Like other French comic artists, Moebius uses less dynamic panels and more compressed storytelling in favor of a richer sense of tableau and incidental detail. But while, say, Jean-Claude Mezieres’ work in Valerian aims to give fantastical vistas a very dramatic, tangible quality, Moebius’ approach is more abstract and dreamlike. His images often seem deceptively simple at first glance, with its often caricatured and iconic figures. And strangely flat, with an approach to colour and shading that often wants to almost obscure the presence of the imaginary third dimension, or otherwise give it the quality of an engraving. It never quite looks like you’re looking at something real, but nevertheless manages to evoke entire worlds through the man’s deft linework, compositions and vivid, unconventional designs. It isn’t about achieving a kind of realism so much as it is imbuing the formal qualities of his craftsmanship with a high degree of surreal expressiveness in their own right.

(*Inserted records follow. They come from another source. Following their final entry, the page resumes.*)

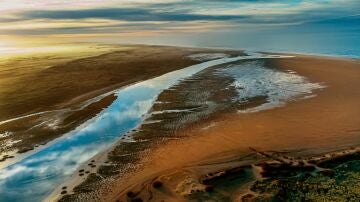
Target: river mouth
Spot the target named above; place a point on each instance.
(147, 102)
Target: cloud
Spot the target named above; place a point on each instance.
(127, 14)
(133, 16)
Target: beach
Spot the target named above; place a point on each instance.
(194, 156)
(41, 104)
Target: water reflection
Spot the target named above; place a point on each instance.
(34, 177)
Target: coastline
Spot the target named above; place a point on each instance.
(192, 147)
(237, 140)
(72, 104)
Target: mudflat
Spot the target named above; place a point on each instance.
(239, 156)
(44, 96)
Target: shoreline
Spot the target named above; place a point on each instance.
(215, 124)
(190, 143)
(46, 127)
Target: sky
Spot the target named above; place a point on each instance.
(239, 23)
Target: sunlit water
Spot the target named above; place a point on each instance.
(34, 177)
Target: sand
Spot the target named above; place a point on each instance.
(328, 122)
(62, 86)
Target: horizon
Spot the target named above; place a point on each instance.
(317, 27)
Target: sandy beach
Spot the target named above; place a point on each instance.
(194, 159)
(66, 91)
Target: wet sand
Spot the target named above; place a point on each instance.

I find that last point something to aspire to.
All Those Darn Furry Artists
Ok, so realtalk: the reason I am a visual artist in any capacity is due to the furry fandom. People sometimes ask me why I was inspired to take up drawing, given that I am a very late bloomer to the skill. The answer is that I wanted to draw my own fursona. I mean, I’ve always had an interest in comics, cartoons and animation, but that was the spark that lit the fire. So I have one of the silliest origin stories possible for this.
Tucked away amongst the people in funny animal suits is a surprising amount of genuine talent in the visual arts (and have you seen the level of detail and craftsmanship that goes into making a lot of those suits?) My own style of drawing has been inspired and shaped by many of the furry artists out there. Too many to name or remember, so if I’ve ever clicked “Like” on one of your pictures, there’s a good chance you’ve been an influence on me.